Say for example Ticketmaster. Lots of people say that they're a monopoly and even the FTC is investigating them right now. How does the FTC prove that Ticketmaster is selling tickets way above what it costs to make and provide them? I doubt Ticketmaster would be enthusiastic to provide those figures because they know they'd get fined/lose profits. How does the government obtain these figures in order to regulate monopolies and actually prove that a company is in fact a monopoly?
How do governments figure out what price to set for a given product in order to increase consumer surplus and reduce the market power of a monopoly if sellers aren't willing to provide their numbers for production costs and profits? Are companies legally obligated to provide these figures?

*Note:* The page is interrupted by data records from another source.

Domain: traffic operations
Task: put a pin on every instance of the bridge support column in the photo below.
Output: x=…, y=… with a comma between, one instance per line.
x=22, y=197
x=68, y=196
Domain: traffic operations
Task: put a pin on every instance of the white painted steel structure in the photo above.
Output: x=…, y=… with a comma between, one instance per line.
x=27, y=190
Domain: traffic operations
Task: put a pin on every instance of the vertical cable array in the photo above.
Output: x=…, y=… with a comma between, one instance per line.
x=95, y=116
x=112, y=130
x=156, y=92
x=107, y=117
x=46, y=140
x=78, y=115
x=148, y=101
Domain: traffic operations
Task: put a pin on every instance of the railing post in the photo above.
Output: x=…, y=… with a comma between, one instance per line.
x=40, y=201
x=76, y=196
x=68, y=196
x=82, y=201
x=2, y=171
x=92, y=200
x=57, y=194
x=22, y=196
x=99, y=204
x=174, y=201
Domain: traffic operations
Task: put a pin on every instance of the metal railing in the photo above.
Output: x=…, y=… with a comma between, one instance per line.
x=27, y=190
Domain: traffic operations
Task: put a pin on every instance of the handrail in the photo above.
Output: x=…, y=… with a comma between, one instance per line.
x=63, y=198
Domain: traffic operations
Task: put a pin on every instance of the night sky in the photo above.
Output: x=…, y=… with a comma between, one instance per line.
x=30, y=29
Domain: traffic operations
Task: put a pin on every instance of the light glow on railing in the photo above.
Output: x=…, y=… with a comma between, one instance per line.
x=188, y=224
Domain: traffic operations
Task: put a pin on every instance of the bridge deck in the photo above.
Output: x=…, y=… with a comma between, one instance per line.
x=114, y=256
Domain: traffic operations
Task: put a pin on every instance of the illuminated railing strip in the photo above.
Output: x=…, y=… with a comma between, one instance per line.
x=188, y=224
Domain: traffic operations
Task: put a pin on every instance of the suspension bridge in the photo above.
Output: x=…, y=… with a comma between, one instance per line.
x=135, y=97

byu/descarado44 inAskEconomics
Posted by descarado44
2 Comments
Yes, the FTC (and DOJ, with which the FTC has partially-overlapping jurisdiction for anti-trust laws) can compel firms to turn over data and documents, and to provide company officials to provide sworn testimony, as part of its investigative powers. In addition to the large number of lawyers, the FTC employs dozens of economists that specialize in the analysis of mergers and monopolies.
They guess.
In the absence of market prices, government doesn’t know what price is optimal. The lack of price discovery is why you don’t want centrally set prices. Monopolies are also obviously undesirable.
I suspect in Ticketmaster’s case it’ll likely come down to scalping. They have long been accused of actively participating in scalping tickets, creating a faux “market” to practice price discrimination. If that gets conclusively demonstrated, that will support the monopolistic accusations.
That said, you don’t need to know the exact market price to determine if something is a monopoly. The lack of competitors is sufficient to meet the definition. Ticketmaster holds some 70-80% of the market in major venues, and likes exclusivity contracts. That certainly appears to be monopolistic behavior.